While that logic only goes so far, it can be a useful way to look at other types of risk. For example, instead of confidently proclaiming that the Affordable Care Act "will" or "will not" lead to a deficit, it may be wiser to describe the range of probabilities. So, depending on future GDP, inflation, disease burden, and other factors, it could be reasonably estimated there is an "X" percent chance it will increase the deficit by "Y" billions of dollars. Multiply that downside risk against the size of the deficit, and Congress and the White House could use that number to discuss the implications for this year's budgeting.

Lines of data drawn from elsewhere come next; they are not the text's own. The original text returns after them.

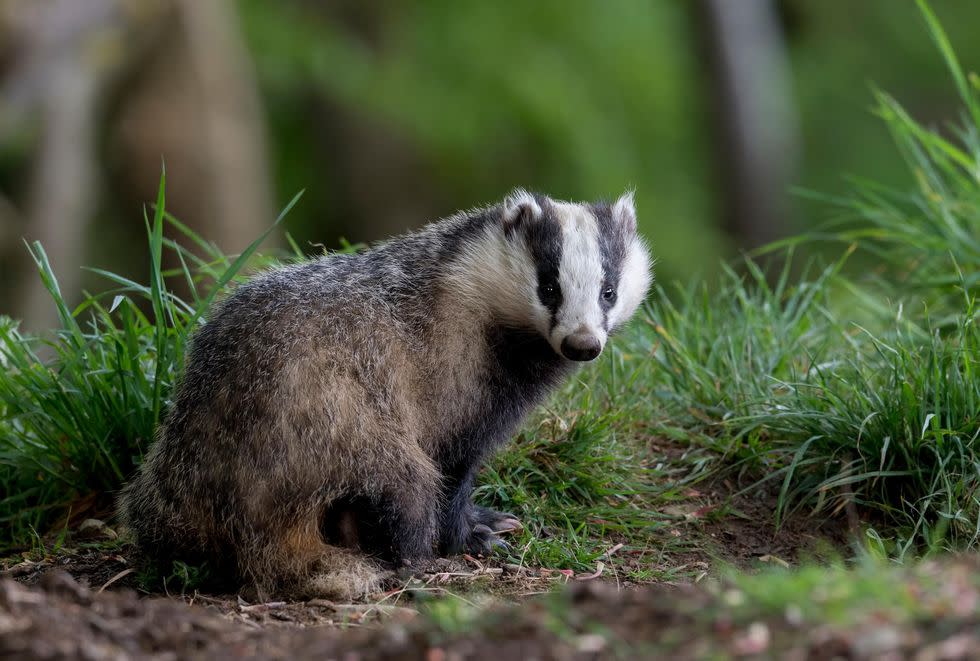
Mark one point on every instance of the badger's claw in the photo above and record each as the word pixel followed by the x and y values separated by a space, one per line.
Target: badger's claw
pixel 496 521
pixel 483 540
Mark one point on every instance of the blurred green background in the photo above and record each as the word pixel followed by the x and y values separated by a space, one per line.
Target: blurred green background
pixel 392 114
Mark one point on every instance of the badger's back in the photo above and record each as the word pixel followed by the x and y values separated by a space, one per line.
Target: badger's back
pixel 372 386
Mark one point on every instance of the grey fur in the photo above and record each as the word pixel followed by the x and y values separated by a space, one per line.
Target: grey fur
pixel 334 414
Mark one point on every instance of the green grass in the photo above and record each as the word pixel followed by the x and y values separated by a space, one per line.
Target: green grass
pixel 79 407
pixel 847 389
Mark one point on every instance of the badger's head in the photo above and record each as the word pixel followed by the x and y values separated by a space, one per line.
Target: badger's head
pixel 579 271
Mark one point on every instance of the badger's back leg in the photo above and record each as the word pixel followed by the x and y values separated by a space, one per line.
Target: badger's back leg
pixel 407 497
pixel 296 560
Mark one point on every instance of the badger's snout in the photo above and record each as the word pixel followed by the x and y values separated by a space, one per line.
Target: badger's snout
pixel 581 346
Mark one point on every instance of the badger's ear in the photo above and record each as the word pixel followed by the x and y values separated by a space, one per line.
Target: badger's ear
pixel 520 208
pixel 624 211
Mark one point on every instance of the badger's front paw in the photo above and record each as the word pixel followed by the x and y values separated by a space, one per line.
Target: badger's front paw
pixel 486 526
pixel 496 521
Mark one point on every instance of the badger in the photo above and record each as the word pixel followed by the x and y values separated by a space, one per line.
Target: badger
pixel 333 415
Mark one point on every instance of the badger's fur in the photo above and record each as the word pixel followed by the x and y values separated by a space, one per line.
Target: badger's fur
pixel 334 413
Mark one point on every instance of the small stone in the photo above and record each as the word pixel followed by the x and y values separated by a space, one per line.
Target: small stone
pixel 95 529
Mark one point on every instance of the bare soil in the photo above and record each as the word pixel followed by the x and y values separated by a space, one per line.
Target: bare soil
pixel 84 603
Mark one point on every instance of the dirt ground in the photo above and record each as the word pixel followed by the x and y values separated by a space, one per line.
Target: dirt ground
pixel 83 603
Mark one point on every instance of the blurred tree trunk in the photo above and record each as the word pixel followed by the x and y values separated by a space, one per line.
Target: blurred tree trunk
pixel 78 67
pixel 755 119
pixel 70 53
pixel 232 122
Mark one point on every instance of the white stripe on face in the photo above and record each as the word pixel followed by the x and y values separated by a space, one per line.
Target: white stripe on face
pixel 580 276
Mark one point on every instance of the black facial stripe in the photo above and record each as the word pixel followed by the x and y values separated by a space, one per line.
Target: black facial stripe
pixel 544 242
pixel 613 244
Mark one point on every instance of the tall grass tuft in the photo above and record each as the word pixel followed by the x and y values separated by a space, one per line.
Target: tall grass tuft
pixel 857 388
pixel 78 408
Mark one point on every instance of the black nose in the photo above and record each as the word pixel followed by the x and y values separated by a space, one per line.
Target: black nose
pixel 581 346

Fat chance of that happening.
With just hours until the State of the Union ("#SOTU") address, it appears our cerebral President won't be thinking that way. Rather, it's more likely that he extol healthcare.gov's repaired functionality, remind listeners that millions of Americans have signed up for insurance, push a "regulatory" agenda and threaten that, so long as he wields the veto pen, "there's no going back."
While the DMCB admires the President's pluck, it still fears that Obamacare could turn out to be his Napoleonic Russian invasion. While he's taken "Moscow" with the passage of the ACA, the countryside is filled with angry partisans, the 2015 elections portend a long cold winter and his supply lines are threatened by botched health insurance data feeds, a dodgy mandate, unintended consequences and costly risk pools.
Once the political theater of SOTU is over, the DMCB suggests that Mr. Obama's advisors should quietly ascertain the likelihood that the ACA gets worse (1%?, 10%?, 25%?) in 2015 and multiply that times the value of the President's legacy. A realistic appraisal of that number may prompt the President to look at his signature achievement in a new light, gauge the political theatrics for what they are and devote a commensurate level of Oval Office attention to making the law work.